Bradley Manning, who served as an intelligence analyst in Iraq, was charged in June with eight violations of the US Criminal Code and is the military's focus in the investigation into the leak of the classified documents to the website WikiLeaks.He was transferred from Kuwait to a Marine Corps brigade in Quantico, Virginia, CNN reported.Manning was arrested in Baghdad in May and charged earlier this month with multiple counts of mishandling and leaking classified data, after a computer hacker turned him in.

Manning will remain in confinement as the army continues an investigation to determine whether he should face the military equivalent of a trial over the charges, according to a statement released by the army yesterday.

He has not yet entered a plea, since there has not been a decision about whether he should face trial, army major Bryan Woods was quoted as saying.

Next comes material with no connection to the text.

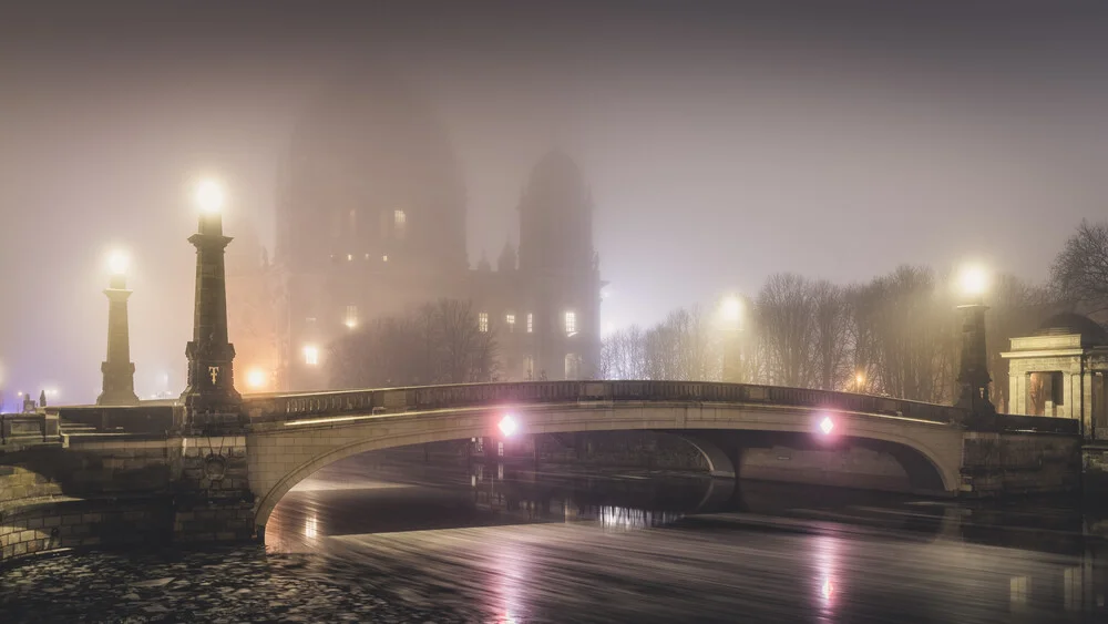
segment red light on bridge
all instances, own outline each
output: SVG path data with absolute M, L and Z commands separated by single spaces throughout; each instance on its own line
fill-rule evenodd
M 511 438 L 520 429 L 520 423 L 512 418 L 512 415 L 506 415 L 504 418 L 500 419 L 500 432 L 504 434 L 505 438 Z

The leak of some 91,000 documents about the US-led war in Afghanistan is being described by experts as the biggest since the Pentagon Papers about Vietnam.
Manning, who had top-secret clearance as an intelligence analyst for the army when he was stationed in Iraq, was charged in June with eight violations of the US Criminal Code for allegedly illegally transferring classified data.

On Wednesday, a senior Pentagon official said that Manning was believed to have accessed a worldwide military classified Internet and e-mail system to download documents.

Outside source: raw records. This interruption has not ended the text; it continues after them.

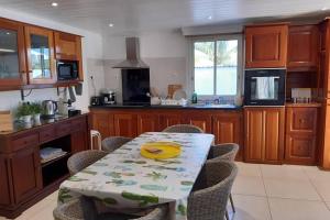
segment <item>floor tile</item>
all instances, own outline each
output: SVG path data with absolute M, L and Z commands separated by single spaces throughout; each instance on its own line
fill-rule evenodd
M 309 178 L 300 166 L 261 165 L 263 178 L 306 180 Z
M 254 176 L 261 177 L 261 169 L 258 164 L 248 164 L 239 162 L 237 163 L 239 166 L 239 176 Z
M 231 220 L 271 220 L 266 197 L 233 195 L 237 212 L 228 207 Z
M 238 176 L 234 180 L 233 194 L 265 196 L 265 187 L 262 178 L 251 176 Z
M 270 198 L 273 220 L 329 220 L 330 211 L 321 201 Z
M 309 182 L 288 179 L 264 179 L 268 197 L 321 200 L 317 190 Z
M 319 195 L 324 201 L 330 201 L 330 183 L 329 182 L 312 182 Z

The Pentagon official, who did not want to be identified because of the ongoing criminal investigation, said investigators believe Manning logged into a system called the Secret Internet Protocol Router Network, which essentially provides military members who have appropriate security clearances access to classified e-mails and the military's classified Internet system.Julian Assange, WikiLeaks founder, has declined to say where his whistle-blower website got 91,000 US documents about the war. About 76,000 of them were posted on the site on Sunday.

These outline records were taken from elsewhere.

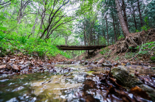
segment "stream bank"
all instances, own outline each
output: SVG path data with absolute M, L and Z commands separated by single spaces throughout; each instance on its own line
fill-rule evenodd
M 1 69 L 0 101 L 2 102 L 152 102 L 150 97 L 143 97 L 137 95 L 137 91 L 127 90 L 110 73 L 114 67 L 125 67 L 132 76 L 135 76 L 136 71 L 136 74 L 143 78 L 144 84 L 155 86 L 155 69 L 149 65 L 109 61 L 97 64 L 84 60 L 57 63 L 37 61 L 39 63 L 37 64 L 32 61 L 33 63 L 29 62 L 28 66 L 20 70 L 13 70 L 13 64 L 16 63 L 19 67 L 27 65 L 27 62 L 20 65 L 15 60 L 11 61 L 10 69 L 7 67 Z

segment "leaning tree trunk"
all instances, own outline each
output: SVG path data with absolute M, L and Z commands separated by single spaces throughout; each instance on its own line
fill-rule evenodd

Assange has been criticised by top US officials for endangering the lives of American and Afghan soldiers by publishing the secret military documents.

"Mr Assange can say whatever he likes about the greater good he thinks he and his source are doing, but the truth is they might already have on their hands the blood of some young soldier or that of an Afghan family," Admiral Mike Mullen, Chairman of the US Joint Chiefs of Staff, said at a Pentagon news conference yesterday.

Secretary of Defence Robert Gates said the massive leak could endanger troops and jeopardise US efforts.

"The battlefield consequences of the release of these documents are potentially severe and dangerous for our troops, our allies and Afghan partners, and may well damage our relationships and reputation in that key part of the world," he said. "Intelligence sources and methods, as well as military tactics, techniques and procedures will become known to our adversaries."

WikiLeaks responded to the remarks in a Twitter post early today: "Gates, who killed thousands in Iraq, Afg and Iran-Contra says we might have 'blood on our hands.'"
The organisation's founder has said it held back thousands of documents in order to redact information that could put people at risk.